David Jensen: "One of the surprising things right now is that marketing companies really know more about us individually than the government does."

Six Degrees Of Mohammed Atta

'Organizational Network Analysis Consultant' Krebs Valdis has used social network analysis to produce a map of the inter-relations between the 9-11 hijackers, based entirely on public-domain data; it looks to me eerily like the site-maps I've been drawing since 1997, or like the output from the old Kevin Bacon game.

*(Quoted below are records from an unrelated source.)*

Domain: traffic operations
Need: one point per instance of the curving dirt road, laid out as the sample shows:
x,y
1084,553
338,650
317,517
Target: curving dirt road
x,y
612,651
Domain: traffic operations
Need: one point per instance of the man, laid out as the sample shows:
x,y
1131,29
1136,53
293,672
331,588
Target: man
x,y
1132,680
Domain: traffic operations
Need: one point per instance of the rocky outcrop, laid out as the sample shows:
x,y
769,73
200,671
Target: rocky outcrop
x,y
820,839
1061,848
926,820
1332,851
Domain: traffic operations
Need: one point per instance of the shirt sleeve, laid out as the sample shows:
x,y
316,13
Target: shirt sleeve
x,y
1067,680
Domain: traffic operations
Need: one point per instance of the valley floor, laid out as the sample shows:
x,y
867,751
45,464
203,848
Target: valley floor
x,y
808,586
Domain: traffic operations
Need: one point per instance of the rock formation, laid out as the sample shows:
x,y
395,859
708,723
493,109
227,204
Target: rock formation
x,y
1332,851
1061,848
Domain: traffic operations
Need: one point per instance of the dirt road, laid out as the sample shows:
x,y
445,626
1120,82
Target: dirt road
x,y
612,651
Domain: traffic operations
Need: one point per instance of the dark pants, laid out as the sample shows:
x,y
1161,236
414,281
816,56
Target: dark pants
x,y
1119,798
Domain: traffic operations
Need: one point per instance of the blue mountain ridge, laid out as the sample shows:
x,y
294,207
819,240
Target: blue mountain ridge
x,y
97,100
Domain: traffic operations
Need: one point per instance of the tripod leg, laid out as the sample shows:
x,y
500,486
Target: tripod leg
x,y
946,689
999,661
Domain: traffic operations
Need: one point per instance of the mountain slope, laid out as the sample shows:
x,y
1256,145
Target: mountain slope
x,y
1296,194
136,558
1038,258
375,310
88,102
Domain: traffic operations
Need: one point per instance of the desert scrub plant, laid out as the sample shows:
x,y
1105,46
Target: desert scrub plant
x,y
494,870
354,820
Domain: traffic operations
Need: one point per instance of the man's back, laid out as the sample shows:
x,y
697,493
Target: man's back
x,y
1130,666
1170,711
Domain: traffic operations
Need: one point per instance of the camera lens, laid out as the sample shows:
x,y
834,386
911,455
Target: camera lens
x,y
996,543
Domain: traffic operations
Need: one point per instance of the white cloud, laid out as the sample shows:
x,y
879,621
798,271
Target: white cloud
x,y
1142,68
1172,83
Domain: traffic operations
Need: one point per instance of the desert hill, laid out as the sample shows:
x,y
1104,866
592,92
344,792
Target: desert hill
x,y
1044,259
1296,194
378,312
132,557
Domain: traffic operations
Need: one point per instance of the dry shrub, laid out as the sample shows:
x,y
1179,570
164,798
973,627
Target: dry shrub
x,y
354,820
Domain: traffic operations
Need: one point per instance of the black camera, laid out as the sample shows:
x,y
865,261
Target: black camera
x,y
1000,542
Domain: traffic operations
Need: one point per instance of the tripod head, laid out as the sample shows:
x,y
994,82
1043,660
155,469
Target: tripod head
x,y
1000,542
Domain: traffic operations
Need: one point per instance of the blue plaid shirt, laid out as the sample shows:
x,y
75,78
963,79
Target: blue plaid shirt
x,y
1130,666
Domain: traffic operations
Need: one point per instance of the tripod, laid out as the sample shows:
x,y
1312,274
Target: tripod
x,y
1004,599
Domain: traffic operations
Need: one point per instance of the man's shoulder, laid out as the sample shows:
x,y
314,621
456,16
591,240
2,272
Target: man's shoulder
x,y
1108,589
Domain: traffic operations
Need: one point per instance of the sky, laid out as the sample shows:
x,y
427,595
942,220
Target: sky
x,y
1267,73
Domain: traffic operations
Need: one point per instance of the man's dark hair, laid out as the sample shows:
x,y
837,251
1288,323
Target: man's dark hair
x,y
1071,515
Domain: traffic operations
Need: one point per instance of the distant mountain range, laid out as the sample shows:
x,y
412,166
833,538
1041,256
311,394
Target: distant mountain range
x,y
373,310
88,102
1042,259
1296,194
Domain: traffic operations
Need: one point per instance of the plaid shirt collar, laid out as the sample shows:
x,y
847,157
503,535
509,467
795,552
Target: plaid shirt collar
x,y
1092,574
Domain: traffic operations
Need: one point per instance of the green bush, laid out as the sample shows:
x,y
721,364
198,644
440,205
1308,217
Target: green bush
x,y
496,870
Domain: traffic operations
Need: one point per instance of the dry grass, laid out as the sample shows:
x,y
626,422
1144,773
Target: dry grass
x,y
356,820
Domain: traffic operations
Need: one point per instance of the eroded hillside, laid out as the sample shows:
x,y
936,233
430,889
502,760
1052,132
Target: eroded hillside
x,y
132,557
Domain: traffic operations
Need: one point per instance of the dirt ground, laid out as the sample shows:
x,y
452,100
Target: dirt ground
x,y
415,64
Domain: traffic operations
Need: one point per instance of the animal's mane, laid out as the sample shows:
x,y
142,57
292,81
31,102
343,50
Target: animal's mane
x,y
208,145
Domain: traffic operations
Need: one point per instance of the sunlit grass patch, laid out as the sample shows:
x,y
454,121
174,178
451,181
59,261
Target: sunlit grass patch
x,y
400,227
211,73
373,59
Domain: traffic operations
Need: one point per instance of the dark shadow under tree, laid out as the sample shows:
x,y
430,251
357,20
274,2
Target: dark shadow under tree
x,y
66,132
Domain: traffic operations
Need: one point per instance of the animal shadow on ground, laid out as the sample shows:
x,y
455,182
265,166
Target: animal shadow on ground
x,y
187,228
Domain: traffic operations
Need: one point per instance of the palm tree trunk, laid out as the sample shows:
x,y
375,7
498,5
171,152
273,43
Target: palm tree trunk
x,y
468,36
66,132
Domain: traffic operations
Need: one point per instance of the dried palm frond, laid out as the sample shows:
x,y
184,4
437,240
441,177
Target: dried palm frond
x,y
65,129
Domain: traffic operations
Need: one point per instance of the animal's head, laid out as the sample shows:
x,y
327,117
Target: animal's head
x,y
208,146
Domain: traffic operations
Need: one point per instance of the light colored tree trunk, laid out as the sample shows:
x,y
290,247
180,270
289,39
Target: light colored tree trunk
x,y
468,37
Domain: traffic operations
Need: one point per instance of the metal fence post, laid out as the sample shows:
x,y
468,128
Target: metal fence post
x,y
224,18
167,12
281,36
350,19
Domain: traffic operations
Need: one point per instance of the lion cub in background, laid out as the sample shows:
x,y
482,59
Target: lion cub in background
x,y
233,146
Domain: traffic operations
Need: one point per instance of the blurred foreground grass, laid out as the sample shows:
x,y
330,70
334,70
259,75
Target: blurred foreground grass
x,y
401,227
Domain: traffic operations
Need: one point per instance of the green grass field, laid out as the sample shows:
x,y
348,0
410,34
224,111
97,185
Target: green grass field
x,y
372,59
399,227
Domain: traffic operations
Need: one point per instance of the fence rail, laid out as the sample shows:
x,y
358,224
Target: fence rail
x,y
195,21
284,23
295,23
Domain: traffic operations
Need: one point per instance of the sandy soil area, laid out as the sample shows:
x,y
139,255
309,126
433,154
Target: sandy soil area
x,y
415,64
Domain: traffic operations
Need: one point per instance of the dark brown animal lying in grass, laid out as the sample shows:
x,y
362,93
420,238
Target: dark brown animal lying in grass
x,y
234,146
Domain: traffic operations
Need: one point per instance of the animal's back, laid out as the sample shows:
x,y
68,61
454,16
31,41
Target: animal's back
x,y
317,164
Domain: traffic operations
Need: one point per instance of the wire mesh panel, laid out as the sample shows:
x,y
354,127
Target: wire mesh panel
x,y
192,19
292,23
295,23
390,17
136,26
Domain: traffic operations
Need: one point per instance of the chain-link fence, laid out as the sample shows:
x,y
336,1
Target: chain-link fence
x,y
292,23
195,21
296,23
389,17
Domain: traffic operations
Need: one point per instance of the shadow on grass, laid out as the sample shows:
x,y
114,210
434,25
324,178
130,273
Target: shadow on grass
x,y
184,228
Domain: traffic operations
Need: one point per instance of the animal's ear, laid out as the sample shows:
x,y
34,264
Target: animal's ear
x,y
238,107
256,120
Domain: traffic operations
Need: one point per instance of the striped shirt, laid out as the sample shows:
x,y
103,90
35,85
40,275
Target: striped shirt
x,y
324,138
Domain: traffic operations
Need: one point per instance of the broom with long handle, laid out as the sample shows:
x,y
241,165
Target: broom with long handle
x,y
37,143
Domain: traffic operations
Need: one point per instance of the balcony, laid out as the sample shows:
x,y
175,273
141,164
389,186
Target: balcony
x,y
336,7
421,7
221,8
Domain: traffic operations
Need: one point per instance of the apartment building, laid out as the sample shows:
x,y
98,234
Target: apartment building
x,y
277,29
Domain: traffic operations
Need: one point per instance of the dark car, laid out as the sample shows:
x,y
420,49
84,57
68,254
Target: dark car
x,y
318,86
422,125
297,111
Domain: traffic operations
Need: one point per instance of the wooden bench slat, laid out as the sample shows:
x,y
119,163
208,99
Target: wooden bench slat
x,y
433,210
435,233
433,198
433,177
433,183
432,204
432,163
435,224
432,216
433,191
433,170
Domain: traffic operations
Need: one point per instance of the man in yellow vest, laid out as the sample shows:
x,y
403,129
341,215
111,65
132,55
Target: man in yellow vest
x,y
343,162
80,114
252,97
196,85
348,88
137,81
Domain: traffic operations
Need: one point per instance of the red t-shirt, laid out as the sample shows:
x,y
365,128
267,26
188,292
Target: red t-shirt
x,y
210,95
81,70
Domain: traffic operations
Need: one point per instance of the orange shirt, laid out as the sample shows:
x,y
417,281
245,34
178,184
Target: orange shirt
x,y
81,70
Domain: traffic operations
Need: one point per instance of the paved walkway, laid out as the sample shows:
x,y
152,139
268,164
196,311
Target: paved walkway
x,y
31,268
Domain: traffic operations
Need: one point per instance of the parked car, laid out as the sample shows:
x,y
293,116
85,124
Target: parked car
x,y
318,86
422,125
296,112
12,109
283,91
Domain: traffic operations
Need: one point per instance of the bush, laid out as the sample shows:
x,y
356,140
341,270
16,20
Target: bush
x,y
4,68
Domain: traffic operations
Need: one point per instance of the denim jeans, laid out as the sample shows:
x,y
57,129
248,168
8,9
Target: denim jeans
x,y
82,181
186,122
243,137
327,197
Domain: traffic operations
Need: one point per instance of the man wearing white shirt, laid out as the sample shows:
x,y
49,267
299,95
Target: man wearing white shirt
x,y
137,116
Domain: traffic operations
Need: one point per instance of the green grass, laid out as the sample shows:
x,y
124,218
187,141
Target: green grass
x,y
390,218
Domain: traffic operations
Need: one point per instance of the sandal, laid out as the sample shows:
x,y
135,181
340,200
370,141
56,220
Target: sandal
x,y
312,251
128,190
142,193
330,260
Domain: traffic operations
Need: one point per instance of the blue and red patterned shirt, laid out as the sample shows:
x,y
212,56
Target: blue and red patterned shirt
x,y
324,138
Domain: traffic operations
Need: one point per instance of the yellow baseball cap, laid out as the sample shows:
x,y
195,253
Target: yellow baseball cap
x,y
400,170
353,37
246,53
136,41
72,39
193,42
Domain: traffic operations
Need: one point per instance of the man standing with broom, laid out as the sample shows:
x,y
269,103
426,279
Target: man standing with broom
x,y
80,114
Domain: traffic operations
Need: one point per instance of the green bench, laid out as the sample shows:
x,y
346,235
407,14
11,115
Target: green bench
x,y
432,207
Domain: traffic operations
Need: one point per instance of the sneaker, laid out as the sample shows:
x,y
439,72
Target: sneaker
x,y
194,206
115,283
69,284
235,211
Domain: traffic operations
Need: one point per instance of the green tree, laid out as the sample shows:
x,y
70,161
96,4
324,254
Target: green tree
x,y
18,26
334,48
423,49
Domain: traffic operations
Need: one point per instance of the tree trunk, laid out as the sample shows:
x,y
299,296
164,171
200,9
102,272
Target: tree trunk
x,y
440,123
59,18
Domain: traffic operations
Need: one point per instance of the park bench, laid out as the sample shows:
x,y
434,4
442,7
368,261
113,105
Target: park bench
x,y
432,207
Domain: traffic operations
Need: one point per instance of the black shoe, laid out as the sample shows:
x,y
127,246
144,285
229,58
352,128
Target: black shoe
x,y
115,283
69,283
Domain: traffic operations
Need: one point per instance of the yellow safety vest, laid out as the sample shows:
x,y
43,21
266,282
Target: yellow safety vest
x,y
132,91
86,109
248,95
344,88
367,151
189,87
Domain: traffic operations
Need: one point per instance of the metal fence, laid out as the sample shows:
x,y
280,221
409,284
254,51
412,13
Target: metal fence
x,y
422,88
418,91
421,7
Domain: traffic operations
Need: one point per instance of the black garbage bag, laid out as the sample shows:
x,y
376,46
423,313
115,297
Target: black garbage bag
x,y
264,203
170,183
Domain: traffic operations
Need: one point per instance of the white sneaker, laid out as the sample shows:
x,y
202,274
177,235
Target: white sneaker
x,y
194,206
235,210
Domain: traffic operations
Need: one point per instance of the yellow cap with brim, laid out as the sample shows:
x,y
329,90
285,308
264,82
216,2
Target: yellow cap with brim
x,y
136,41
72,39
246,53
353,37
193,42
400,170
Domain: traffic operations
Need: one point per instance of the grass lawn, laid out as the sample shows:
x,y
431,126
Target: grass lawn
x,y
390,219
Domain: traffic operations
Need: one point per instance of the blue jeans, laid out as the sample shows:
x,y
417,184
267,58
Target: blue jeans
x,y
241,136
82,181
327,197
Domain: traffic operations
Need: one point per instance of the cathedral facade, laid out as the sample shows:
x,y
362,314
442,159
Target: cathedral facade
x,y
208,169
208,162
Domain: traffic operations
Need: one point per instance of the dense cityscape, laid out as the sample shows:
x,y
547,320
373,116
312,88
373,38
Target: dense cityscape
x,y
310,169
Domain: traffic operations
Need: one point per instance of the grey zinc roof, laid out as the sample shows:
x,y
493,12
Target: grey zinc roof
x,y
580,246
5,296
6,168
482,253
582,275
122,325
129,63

I was led to this map by a succession of two NPR stories my brother, a vector biologist, put me onto: The first [Real-Audio here], from Friday, about the "Kick Osama Butt" song/Flash-ani that many of us have already seen, which led me to the second, more serious one, from mid-October [Real-Audio here]. These stories, I think, can help us to understand a lot of things about how intelligence is being gathered, and why our intelligence gathering sometimes fails: This is hard, complex work, even (and perhaps especially) if automated.

But it's also fraught with potential to radically alter our lives if carried out to the depth that would be necessary to ensure the level of safety I fear Americans will demand. David Jensen (U Mass, Amherst), in the second story, comments: 'One of the surprising things right now is that marketing companies really know more about us individually than the government does.' And this, in turn, exposes a problem with the civil-liberties questions. This information analysis, this unprecedented level of attention that many of us are now afraid the government's going to be paying to the details of our lives, has been going on for a long time, carried out by entities who don't really answer to us, even in theory. And to prohibit the level of access that makes it possible would hinder commerce incredibly -- and commerce is after all, as our President has repeatedly reminded us, the life-energy of American society. Very few people who are actually integrated enough into society to not stick out could escape this type of analysis -- I'm reminded of the knife-wielding assassin from Gibson's All Tomorrow's Parties, who leaves no trace except a trail of dead bodies.